Legal recognition of
same-sex relationships


Not yet in effect

  1. Valid in all 31 states
  2. No statewide law governs same-sex marriage; counties issue under their own volition or court order
  3. If performed in the Netherlands
  4. For succession purposes; if perfomed in the United Kingdom
LGBT portal

Since 1 August 2001, Germany has allowed registered partnerships (Eingetragene Lebenspartnerschaft) for same-sex couples. These partnerships provide most but not all of the rights of marriage. Attempts to give equal rights to registered partners or to legalise marriage for same-sex couples have generally been blocked by the CDU/CSU. The Federal Constitutional Court of Germany has however issued various rulings in favour of equal rights for same-sex registered partners, requiring the governing coalition to change the law.


Registered partnership

The Life Partnership Act of 2001 was a compromise between proponents of marriage equality for gays and conservatives from the two major conservative parties, whose MPs' interpretation of marriage excludes gays. The act grants a number of rights enjoyed by married, opposite-sex couples. It was drafted by Volker Beck from The Greens and was approved under the Green/Social Democratic coalition government.

On 17 July 2002, the Federal Constitutional Court of Germany upheld the act.[1] The Court found, unanimously, that the process leading to the law's enactment was constitutional.
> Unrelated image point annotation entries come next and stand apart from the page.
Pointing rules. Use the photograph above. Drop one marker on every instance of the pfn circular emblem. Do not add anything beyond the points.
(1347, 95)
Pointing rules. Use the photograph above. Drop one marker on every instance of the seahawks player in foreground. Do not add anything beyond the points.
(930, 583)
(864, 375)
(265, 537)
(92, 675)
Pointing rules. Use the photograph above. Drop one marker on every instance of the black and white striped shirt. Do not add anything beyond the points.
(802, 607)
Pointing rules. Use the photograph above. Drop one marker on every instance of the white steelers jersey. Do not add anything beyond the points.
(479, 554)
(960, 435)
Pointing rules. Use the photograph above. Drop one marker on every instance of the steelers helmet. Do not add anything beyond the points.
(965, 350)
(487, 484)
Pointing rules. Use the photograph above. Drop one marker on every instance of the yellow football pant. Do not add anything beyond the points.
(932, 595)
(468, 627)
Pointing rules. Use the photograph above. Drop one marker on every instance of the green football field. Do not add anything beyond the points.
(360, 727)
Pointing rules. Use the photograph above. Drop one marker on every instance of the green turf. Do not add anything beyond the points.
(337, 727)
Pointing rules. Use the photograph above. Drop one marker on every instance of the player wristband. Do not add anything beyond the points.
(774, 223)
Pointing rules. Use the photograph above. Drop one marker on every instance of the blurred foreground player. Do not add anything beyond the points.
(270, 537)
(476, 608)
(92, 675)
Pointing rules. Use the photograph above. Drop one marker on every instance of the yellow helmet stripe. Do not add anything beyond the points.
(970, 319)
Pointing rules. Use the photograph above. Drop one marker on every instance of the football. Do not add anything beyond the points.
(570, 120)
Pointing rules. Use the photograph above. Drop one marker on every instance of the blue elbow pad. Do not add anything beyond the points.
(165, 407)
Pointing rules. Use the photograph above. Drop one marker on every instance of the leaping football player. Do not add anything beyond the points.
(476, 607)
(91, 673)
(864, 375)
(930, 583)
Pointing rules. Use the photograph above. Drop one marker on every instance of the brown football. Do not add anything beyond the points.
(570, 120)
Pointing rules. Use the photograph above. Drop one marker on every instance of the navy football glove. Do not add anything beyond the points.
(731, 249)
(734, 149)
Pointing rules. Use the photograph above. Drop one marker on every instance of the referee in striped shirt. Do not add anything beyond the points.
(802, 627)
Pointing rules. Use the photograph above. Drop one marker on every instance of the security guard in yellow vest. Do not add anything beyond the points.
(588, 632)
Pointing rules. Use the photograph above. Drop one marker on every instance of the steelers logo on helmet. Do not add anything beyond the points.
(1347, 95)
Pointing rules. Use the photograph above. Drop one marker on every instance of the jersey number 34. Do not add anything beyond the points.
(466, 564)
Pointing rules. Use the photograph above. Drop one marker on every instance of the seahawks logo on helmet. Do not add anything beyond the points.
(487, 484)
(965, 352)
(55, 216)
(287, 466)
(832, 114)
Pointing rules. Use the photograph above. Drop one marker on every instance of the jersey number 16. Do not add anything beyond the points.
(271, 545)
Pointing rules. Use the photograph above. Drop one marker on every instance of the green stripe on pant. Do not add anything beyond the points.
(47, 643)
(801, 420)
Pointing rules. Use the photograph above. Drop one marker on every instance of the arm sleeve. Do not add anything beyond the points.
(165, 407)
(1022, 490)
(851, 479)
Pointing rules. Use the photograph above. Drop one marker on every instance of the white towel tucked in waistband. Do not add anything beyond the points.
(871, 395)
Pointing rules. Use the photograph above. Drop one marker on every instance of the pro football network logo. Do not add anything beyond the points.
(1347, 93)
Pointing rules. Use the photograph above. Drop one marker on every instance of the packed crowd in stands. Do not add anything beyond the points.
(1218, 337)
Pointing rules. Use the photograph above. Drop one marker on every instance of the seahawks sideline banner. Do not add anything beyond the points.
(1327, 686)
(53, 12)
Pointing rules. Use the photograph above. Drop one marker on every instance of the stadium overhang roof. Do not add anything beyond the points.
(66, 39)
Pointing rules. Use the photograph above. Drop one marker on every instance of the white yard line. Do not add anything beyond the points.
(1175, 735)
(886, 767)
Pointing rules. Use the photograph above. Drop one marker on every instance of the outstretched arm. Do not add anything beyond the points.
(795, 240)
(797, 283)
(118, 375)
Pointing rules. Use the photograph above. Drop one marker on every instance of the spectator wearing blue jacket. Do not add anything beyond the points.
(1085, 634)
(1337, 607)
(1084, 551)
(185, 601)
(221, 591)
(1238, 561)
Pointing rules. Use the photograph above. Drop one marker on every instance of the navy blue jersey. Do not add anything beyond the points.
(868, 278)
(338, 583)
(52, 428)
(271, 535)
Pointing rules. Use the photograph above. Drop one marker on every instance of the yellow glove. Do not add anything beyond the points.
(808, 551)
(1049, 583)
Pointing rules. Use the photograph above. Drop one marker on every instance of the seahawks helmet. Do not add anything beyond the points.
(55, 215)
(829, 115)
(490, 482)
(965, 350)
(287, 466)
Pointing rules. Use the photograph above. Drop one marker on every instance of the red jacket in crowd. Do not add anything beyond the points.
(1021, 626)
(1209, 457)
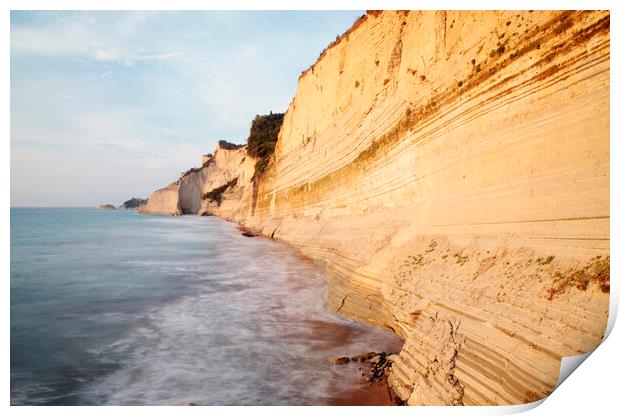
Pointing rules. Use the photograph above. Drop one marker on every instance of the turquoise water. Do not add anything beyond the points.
(114, 307)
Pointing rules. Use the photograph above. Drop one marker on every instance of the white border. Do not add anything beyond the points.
(591, 390)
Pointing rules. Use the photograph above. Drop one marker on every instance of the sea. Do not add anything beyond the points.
(120, 308)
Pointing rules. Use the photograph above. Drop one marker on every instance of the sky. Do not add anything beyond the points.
(106, 106)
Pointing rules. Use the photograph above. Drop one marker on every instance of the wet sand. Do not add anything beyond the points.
(376, 394)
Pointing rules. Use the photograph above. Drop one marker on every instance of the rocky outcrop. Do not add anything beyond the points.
(451, 170)
(132, 203)
(185, 196)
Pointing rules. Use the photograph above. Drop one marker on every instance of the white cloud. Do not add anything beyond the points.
(89, 38)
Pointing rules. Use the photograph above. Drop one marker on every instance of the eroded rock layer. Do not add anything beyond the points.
(451, 169)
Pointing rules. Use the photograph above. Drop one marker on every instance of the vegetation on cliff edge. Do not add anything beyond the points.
(262, 139)
(216, 194)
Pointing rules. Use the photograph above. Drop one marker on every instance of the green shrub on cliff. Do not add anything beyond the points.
(262, 139)
(216, 194)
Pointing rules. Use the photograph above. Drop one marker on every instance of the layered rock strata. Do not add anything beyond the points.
(451, 170)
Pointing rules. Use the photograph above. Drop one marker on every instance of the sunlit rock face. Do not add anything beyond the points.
(451, 170)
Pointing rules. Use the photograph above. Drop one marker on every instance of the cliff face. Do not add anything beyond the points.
(451, 169)
(185, 195)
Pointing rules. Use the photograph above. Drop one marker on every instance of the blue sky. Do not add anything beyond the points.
(110, 105)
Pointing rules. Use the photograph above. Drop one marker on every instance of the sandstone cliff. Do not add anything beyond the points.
(451, 169)
(185, 195)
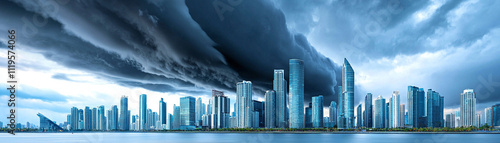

The 8-member Court further ruled, with three dissenting votes, that the substance of the law conforms to the constitution, and ruled that these partnerships could be granted equal rights to those given to married couples. (The initial law had deliberately withheld certain privileges, such as joint adoption and pension rights for widow(er)s, in an effort to observe the "special protection" which the constitution provided for marriage and the family. The court determined that the "specialness" of the protection was not in the quantity of protection, but in the obligatory nature of this protection, whereas the protection of registered partnerships was at the Bundestag's discretion.)

On 12 October 2004, the Gesetz zur Überarbeitung des Lebenspartnerschaftsrechts (Life Partnership Law (Revision) Act) was passed by the Bundestag, increasing the rights of registered life partners to include, among other things, the possibility of stepchild adoption and simpler alimony and divorce rules, but excluding the same tax benefits as in a marriage. By October 2004, 5,000 couples had registered their partnerships. By 2007, this number had increased to 15,000, two thirds of these being male couples.[2] By 2010, this number had increased to 23,000.[3][4]

In July 2008, Federal Constitutional Court of Germany ruled that a transsexual person who transitioned to female after having been married to a woman for more than 50 years could remain married to her wife and change her legal gender to female. It gave the legislature one year to effect the necessary change in the relevant law.[5]

On 22 October 2009, the Constitutional Court ruled that a man whose employer had given him and his registered partner inferior pension benefits on account of his not being married was entitled to the same benefits he would receive were he and his partner married and of opposite sexes.[6] The court's decision mandated equal rights for same-sex registered couples not just in regard to pension benefits, but in regard to all rights and responsibilities currently applying to married couples.[7]

On 25 October 2009, the Government Programme of the new Christian Democratic-Free Democratic coalition was released. It stipulated that any inequality of rights between (same-sex) life partners and (opposite-sex) married couples would be removed. This would essentially codify into law the Constitutional Court's ruling of 22 October 2009. However, the Government Programme did not mention adoption rights.[8]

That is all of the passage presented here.